|Version 20 (modified by chak, 8 years ago) (diff)|
Type Functions and Associated Types in GHC - The Master Plan
This page serves as a collection of notes concerning the implementation of type functions and associated types, especially about the implications for type checking, interface files, and FC intermediate code generation.
- Toplevel type function definitions.
- Associated data types and type synonyms in classes, where the latter are eseentially type function definitions spread across the instances of the associated class. Associated types are essentially syntactic sugar for general type functions.
- We may want to re-implement functional dependencies using associated type synonyms.
We keep track of the current implementation status.
Specification and Restrictions
Refinement of the specification in the Beyond Associated Types paper. (I'll actually link this paper here once it is a bit more coherent.)
- The degenerate case of a type equation where all type arguments are variables is valid without a kind signature and coincides with the type synonyms of vanilla Haskell. In fact, for the moment, we do not allow the degenerate case to have a kind signature. The latter constraint could be dropped if it proves to be inconvenient. (Rationale: Multiple type equations are useless when one is degenerate - as the whole system needs to be confluent and we don't have sequential matching on type equations. So, we get backwards compatibility for free.)
- Kind signatures can only occur on the type variables that are in excess of the class parameters in an associated type declaration (in a type class declaration). Rationale: The binding position for the class parameters is the class head. That's where the signatures should be.
- Associated data type definitions (in instances) can have kind signatures at type variables occuring in the head. These signatures must coincide with those of the instance head (for the class parameters) and those of the associated data type declarations (for the excess parameters). Rationale: In contrast to class declarations, we don't regard the instance head as binding variables in the body.
- The declaration of an associated data type in a class cannot have a context.
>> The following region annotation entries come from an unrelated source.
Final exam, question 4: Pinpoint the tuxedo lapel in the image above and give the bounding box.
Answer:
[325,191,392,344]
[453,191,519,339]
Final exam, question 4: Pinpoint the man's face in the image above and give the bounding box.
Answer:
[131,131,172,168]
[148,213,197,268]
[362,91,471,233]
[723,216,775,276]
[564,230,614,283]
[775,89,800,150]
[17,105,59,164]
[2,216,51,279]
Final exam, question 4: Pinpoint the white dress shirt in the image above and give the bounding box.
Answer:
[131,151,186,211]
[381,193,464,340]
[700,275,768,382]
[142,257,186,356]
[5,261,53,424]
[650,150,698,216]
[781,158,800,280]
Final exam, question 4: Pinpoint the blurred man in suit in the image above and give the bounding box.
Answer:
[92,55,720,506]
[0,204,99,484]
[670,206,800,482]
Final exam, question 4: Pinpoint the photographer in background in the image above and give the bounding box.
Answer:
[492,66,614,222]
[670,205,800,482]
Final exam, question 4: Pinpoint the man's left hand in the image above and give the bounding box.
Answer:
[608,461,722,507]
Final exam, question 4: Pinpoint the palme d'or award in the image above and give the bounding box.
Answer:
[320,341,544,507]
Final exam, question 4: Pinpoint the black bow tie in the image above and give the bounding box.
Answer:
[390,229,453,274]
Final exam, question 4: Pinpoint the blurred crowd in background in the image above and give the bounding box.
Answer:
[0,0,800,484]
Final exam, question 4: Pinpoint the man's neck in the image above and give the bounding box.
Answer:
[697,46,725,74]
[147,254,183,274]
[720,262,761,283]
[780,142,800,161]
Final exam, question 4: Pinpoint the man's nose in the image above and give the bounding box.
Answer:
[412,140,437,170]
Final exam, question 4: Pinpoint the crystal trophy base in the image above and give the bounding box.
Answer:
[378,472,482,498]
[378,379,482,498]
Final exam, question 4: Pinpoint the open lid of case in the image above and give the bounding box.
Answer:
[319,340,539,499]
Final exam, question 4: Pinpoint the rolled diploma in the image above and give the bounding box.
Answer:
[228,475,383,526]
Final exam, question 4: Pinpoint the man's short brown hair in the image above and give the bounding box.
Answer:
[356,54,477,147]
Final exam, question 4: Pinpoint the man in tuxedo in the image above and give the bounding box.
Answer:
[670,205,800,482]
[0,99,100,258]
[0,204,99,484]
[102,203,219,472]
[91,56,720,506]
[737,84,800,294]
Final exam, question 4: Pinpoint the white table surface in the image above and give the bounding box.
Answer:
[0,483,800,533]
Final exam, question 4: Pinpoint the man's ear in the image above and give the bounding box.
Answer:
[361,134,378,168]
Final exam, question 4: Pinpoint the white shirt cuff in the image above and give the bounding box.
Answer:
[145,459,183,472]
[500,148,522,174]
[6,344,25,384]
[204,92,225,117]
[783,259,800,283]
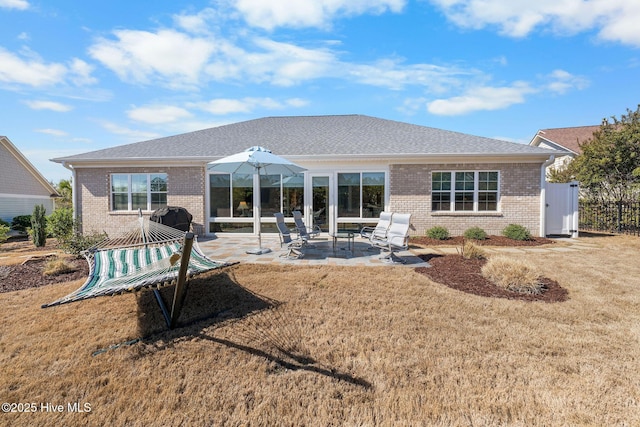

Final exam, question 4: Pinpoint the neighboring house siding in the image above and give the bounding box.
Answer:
[389,163,541,236]
[0,145,51,197]
[76,167,205,235]
[0,194,53,223]
[538,142,575,175]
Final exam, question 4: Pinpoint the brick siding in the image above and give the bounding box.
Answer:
[389,163,541,236]
[76,167,205,236]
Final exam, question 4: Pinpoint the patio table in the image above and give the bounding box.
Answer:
[329,231,355,252]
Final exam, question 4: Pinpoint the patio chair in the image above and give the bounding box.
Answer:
[360,211,393,240]
[369,213,411,264]
[273,212,305,259]
[293,211,320,241]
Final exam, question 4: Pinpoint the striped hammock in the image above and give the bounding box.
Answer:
[42,220,233,308]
Rationale: We don't want a context constraining class parameters for the same reason that we don't want that on function signatures. A context on additional arguments to the data declaration would be feasible, but doesn't seem worth the trouble. This is a pre-FC restriction that needs to be removed from the current code base, before being taken off the wiki.
- The declaration of an associated data type in a class can have a deriving clause. The meaning is that all instances of that type inherit all these derivings (or do we merely want to force them to state - at least - these derivings). Rationale: If I want equality on an associated type, we need to guarantee that all its variants come with an equality.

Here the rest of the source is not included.